Drame de Pfäffikon: 5 ans de prison pour le jeune homme qui avait tué son père

Une peine de cinq ans de prison pour meurtre passionnel a été prononcée à l'encontre du jeune homme qui avait tué son père en mars 2015 dans le canton de Zurich. Le comportement du père à l'encontre de son fils a pesé dans la balance.
04 nov. 2016, 17:42
/ Màj. le 04 nov. 2016 à 17:43
Le jugement du Tribunal de district de Pfäffikon (ZH) est plus clément encore que ne l'espérait l'avocat de l'accusé.

Le jeune homme de 21 ans qui avait tué son père en mars 2015 à Pfäffikon (ZH) écope d'une peine de cinq ans de prison pour meurtre passionnel. Le prévenu avait abattu la victime âgée de 57 ans d'une balle dans la tête par-derrière à bout portant. Il s'était ensuite rendu aussitôt à la police.

Le jugement du Tribunal de district de Pfäffikon (ZH) est plus clément encore que ne l'espérait l'avocat de l'accusé. Ce dernier s'est dit "soulagé" face aux médias. Il avait demandé que la peine ne dépasse pas dix ans de prison alors que son client estimait lui-même qu'il méritait d'être lourdement puni.

Apprenti suicidaire et en difficulté

Les faits remontent au 31 mars 2015. Agé de 19 ans, le jeune homme vit alors dans l'appartement de son père, après que sa mère, alcoolique depuis le divorce des parents, est morte sept ans plus tôt. Poursuivi par des pensées suicidaires, il souffre de problèmes psychiques.

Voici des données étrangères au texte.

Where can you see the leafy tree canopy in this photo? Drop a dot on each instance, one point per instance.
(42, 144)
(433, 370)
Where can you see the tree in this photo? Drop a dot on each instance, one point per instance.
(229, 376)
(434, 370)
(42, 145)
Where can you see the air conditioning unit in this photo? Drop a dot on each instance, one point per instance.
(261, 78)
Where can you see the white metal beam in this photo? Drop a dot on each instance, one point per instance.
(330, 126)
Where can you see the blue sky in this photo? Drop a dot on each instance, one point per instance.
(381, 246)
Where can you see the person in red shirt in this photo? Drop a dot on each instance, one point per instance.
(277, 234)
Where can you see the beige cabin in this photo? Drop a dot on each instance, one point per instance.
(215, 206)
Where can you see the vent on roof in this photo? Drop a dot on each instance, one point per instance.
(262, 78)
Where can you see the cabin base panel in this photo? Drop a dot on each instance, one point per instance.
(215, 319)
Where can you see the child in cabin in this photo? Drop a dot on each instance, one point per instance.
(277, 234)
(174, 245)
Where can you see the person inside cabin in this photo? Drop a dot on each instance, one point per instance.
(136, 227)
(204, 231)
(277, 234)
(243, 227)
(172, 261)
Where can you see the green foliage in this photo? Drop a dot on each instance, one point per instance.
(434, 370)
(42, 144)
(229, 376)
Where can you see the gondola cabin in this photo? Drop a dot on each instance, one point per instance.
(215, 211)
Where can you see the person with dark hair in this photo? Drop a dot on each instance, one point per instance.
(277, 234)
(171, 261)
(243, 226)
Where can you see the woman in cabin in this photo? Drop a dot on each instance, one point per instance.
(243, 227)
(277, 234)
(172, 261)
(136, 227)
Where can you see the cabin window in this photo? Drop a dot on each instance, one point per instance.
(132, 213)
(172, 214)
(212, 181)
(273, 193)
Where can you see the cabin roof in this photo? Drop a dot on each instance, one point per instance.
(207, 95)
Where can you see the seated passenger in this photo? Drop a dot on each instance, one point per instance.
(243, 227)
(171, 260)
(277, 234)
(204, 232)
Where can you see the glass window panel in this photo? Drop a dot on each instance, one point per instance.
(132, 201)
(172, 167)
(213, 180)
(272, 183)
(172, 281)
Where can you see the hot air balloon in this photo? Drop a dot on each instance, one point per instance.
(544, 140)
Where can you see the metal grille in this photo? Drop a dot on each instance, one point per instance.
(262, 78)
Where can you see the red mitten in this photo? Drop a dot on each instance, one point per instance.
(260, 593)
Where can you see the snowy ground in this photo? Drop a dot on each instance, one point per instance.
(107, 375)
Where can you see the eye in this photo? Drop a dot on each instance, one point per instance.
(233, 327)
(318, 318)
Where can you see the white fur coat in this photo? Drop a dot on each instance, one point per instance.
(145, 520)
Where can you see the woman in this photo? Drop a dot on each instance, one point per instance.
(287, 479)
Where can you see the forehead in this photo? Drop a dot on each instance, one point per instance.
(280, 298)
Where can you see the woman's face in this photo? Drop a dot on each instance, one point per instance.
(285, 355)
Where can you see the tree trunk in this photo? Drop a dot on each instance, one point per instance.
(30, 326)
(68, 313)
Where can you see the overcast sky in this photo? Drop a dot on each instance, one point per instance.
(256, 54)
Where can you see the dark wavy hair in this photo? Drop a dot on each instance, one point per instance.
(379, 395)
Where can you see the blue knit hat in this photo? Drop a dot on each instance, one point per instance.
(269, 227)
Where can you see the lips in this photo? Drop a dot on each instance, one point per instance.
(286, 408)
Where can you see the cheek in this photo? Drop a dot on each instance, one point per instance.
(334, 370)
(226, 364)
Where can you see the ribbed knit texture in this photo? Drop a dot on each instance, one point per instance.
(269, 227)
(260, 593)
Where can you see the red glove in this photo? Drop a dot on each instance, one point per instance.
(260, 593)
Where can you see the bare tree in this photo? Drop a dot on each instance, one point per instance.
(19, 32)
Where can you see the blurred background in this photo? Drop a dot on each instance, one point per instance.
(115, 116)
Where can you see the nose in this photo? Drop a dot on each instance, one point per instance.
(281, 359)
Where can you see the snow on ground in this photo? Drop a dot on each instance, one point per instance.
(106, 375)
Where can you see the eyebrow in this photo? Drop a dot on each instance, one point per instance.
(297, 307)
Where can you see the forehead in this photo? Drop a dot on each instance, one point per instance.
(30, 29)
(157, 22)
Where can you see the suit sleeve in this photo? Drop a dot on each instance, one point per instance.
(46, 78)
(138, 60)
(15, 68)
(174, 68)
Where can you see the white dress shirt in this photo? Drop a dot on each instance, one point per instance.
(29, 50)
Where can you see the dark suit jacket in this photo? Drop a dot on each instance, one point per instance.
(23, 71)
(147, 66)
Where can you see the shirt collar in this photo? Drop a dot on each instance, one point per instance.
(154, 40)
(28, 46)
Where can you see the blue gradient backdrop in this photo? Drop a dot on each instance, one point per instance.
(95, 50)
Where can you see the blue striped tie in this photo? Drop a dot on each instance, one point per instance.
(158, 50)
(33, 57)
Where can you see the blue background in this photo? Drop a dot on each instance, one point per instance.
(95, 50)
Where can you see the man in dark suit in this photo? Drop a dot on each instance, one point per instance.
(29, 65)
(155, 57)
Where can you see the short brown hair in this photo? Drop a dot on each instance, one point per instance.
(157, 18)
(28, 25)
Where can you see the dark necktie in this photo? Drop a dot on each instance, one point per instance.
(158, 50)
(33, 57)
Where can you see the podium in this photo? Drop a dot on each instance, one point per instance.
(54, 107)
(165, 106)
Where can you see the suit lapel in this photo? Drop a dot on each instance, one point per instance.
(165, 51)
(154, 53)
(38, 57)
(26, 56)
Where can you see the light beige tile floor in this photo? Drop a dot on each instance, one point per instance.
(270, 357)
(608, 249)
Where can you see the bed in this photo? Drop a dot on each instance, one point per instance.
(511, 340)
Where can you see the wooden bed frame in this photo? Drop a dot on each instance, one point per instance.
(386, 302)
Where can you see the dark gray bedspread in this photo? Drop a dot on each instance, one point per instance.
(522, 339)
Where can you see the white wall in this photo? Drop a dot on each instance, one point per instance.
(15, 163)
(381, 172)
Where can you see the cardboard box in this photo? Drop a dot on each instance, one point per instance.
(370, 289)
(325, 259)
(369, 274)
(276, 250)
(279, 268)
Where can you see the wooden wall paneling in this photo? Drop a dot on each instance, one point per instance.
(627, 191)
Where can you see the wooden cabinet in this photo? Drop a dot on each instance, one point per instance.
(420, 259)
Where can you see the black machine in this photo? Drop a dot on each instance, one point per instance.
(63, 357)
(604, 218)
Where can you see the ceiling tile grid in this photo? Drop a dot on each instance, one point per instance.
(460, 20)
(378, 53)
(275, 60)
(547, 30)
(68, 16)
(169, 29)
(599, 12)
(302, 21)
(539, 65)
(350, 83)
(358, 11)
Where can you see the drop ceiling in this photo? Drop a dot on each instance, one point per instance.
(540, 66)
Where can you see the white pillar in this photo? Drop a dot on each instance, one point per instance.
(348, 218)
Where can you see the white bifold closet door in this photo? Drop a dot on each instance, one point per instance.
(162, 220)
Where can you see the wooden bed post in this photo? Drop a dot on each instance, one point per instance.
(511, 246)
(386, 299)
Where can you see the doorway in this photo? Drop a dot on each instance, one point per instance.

Apprenti-réparateur de vélo, le fils se débrouille bien au travail, mais peine à l'école professionnelle. Son père, ancien rédacteur à la NZZ, s'en désintéresse davantage qu'il ne le soutient, déclarera l'accusé. Paniqué par l'arrivée des examens, le jeune homme est pris de nausées.

Insulté et moqué par son père

Le matin du drame, il reste à la maison après s'être excusé auprès de son professeur. Lorsque son père s'en rend compte, il se rue dans la chambre de son fils endormi, le secoue, l'insulte et lui assène plusieurs gifles avant de lui ordonner de se rendre chez le médecin.

L'après-midi, le médecin diagnostique des troubles gastriques dus à des problèmes psychiques et recommande au jeune homme de parler de sa peur des examens à son père. Lorsque le fils tente de se confier à son père, ce dernier se moque de lui et le traite de "mauviette", de "vaurien" et le compare à sa mère.

Le jeune homme se réfugie alors en pleurs dans sa chambre avant de se rendre dans celle de son père pour s'emparer du pistolet de ce dernier. Après avoir chargé l'arme, il se rend discrètement dans le salon, où son père regarde la télévision, assis dans un fauteuil. Il se place derrière lui et l'abat d'une balle dans la tête avant de se rendre immédiatement à la police.